¿Cómo llevan los estudios mis hijos?

No es infrecuente que, tras el divorcio, uno de los progenitores pierda relación con su hijo. No obstante, debe seguir pasando la pensión de alimentos mientras no sea económicamente independiente.

Pero la vida de estudiante no puede ser eterna, ni acogerse sin fin a la falta de ingresos para vivir. Así lo ha ratificado una sentencia, mediante la cual se ha obligado a una madre a informar una vez al año al padre de los resultados académicos de los hijos.

Y es que el demandante protestaba contra su ex mujer, residente en Mallorca, puesto que ésta pretendía que siguiera pasando la pensión alimenticia de sus hijos (de 22 y 24 años), puesto que ambos siguen cursando estudios y carecen de ingresos. Así pues, los hijos tenían la misma pensión estipulada en el momento del divorcio, en 1997.

A pesar de que la primera demanda, en la que el demandante reclamaba la extinción de las pensiones, fue desestimada, el padre de los jóvenes continuó adelante. También fue denegada su petición de limitación temporal de las pensiones al momento en elq eu los hijos cumplan 25 años. Y es que el tribunal consideró, de conformidad con el art. 152.3 del Código Civil, que no se puede saber a ciencia cierta en qué momento tendrán los chicos los ingresos necesarios como para poder prescindir de dicha pensión mientras viven con su madre en Mallorca.

Los hijos deberán justificar sus avances

Además, la sentencia de instancia rechazó la obligación de que los hijos deban justificar ante el juzgado la situación de dependencia en la que se encuentren, porque la falta de relación entre las partes no debe ser suplida por una intervención judicial de fiscalización sobre la situación de los hijos.
El demandante interpuso recurso de apelación contra la sentencia de instancia solicitando se fijara una limitación temporal de la pensión de alimentos a favor de los hijos hasta que alcanzaran la edad de 25 años, y la petición de información a través del juzgado respecto a la situación de los hijos comunes, alegando vulneración del os arts. 91 y 91 del Código Civil y art. 775 del LEC  y art. 7 del Código Civil sobre la buena fe.
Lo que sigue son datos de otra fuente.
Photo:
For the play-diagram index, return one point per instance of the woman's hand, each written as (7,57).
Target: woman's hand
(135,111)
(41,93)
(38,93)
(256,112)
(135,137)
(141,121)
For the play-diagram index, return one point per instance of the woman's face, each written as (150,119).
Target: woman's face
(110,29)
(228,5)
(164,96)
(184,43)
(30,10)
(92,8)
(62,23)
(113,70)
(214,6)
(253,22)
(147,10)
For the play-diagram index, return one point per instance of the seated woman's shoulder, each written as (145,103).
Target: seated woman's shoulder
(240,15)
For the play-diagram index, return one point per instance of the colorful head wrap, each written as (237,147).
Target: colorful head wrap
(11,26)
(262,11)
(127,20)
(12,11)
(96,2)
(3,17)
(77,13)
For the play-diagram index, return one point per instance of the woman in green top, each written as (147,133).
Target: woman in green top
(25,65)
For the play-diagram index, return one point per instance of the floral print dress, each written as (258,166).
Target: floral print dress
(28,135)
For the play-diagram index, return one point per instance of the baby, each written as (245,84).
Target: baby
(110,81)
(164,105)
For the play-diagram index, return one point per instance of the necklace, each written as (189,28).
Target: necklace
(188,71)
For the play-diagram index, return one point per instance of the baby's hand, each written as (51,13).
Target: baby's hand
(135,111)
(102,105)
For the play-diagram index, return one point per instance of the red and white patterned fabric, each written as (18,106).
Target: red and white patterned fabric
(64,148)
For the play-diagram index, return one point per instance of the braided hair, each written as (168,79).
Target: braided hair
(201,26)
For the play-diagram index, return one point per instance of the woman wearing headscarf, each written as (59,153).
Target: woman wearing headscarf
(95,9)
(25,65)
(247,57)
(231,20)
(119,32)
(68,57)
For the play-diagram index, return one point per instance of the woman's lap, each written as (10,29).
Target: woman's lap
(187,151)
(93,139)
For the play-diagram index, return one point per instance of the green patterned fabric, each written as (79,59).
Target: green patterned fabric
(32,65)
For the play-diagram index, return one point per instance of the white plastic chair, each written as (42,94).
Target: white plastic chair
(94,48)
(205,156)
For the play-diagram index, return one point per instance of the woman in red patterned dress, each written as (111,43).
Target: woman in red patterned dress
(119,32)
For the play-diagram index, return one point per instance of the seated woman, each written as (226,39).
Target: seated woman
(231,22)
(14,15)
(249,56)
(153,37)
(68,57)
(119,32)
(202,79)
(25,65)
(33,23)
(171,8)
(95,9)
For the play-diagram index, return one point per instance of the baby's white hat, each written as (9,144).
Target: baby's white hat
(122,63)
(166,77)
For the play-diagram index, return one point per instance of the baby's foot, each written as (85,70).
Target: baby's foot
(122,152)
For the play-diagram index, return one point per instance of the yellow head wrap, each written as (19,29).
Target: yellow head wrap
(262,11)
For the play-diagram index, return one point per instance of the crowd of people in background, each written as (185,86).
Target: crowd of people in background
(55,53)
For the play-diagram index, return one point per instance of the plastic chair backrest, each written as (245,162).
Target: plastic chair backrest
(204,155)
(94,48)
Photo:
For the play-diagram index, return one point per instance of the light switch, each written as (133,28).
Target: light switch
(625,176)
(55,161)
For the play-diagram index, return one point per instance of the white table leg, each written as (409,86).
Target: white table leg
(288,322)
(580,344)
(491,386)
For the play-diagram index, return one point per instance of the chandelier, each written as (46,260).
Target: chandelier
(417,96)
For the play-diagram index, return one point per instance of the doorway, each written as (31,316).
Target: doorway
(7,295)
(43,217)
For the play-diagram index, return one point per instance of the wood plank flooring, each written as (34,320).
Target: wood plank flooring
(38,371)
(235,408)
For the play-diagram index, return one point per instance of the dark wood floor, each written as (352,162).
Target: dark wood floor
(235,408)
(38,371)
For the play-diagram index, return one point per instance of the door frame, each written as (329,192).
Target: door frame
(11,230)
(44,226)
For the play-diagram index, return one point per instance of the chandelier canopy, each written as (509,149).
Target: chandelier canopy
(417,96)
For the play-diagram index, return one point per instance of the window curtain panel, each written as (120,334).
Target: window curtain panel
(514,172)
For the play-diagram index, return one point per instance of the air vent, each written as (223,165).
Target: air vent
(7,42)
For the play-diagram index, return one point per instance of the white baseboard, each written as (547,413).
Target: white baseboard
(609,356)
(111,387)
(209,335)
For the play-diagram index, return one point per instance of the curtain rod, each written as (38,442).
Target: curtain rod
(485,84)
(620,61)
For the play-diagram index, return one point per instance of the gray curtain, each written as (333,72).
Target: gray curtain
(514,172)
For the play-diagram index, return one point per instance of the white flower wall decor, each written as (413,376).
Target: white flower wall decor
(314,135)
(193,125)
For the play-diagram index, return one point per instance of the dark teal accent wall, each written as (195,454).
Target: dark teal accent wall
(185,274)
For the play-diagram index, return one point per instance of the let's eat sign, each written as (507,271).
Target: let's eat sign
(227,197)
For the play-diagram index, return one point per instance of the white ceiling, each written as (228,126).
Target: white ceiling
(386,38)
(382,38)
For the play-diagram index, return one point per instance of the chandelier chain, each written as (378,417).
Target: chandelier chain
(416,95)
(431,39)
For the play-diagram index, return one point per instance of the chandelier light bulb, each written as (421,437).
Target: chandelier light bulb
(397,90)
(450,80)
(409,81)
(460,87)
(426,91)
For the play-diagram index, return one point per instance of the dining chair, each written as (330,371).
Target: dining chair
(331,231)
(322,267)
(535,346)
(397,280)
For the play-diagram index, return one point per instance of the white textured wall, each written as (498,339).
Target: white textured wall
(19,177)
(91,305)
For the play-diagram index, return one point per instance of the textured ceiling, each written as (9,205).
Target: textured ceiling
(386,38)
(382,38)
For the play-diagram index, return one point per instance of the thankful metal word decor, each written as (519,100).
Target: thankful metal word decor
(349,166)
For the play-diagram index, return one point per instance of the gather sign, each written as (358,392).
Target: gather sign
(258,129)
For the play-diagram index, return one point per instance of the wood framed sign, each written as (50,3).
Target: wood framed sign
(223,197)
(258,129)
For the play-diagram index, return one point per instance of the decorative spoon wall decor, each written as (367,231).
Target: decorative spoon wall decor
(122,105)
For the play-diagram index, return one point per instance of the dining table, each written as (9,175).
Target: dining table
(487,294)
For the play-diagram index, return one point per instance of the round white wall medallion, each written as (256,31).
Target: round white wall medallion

La Sentencia de la Audiencia comienza recordando que el Tribunal Supremo tiene declarado que si cónyuge con el cual conviven hijos mayores de edad no tiene los ingresos suficientes, éste podrá reclamarle al otro una pensión de alimetnos, en concepto de contribución al mantenimiento de los hijos. No obstante, la pensión de alimentos siempre se contempla como algo temporal, puesto que cuando los hijos terminan los estudios y empiezan a trabajar, son económicamente independientes. En ese momento, la pensión otorgada en sede del procedimiento matrimonial de sus padres, carece de fundamento y se extingue, todo ello de conformidad con los artículos 93, 152 y demás concordantes del Código Civil y doctrina jurisprudencial que los desarrolla.

Además, la independencia económica no es la única causa de cese de la obligación de dar alimentos según lo dispuesto en el artículo 152 también del Código Civil, por lo que la Audiencia entiende que no es procedente la referencia a que la obligación de abonar pensión de alimentos a favor de los hijos mayores del matrimonio lo sea hasta la independencia económica, pues cabe que concurra otra causa de cese o extinción con anterioridad a tal independencia económica.

Fue en base a esos argumentos por lo que la parte apelante, es decir, el padre, pidió que se acordara, mientras siga pasando la pensión de alimetnos, la obligación de sus hijos de justificar en qué punto está su situación de dependencia. Y es que, según afirmó el padre, no mantiene ningún tipo de contacto con su descendencia, puesto que residen en Mallorca y uno de ellos, incluso, solicitó una orden de alejamiento contra él por acoso. Es por todo eso por lo que el padre no tiene acceso en ningún momento a información referente al estado de sus hijos, ni siquiera de su dirección.

Finalmente la Audiencia acogió ese motivo de apelación, con el fin de evitar posibles abusos y lograr una debida transparencia. Quedaba, pues, establecida la obligación de la madre, acreedora de la pensión de los hijos, de informar anualmente al padre de la situación académica, laboral o económica en la que se encuentren los hijos de ambos.

Se reconoce por tanto al progenitor no custodio y deudor de la pensión de alimentos a los dos hijos mayores de edad el derecho a obtener información sobre la marcha académica y laboral de los sus hijos, ya sea por vía judicial, si no se realiza extrajudicialmente de forma fehaciente.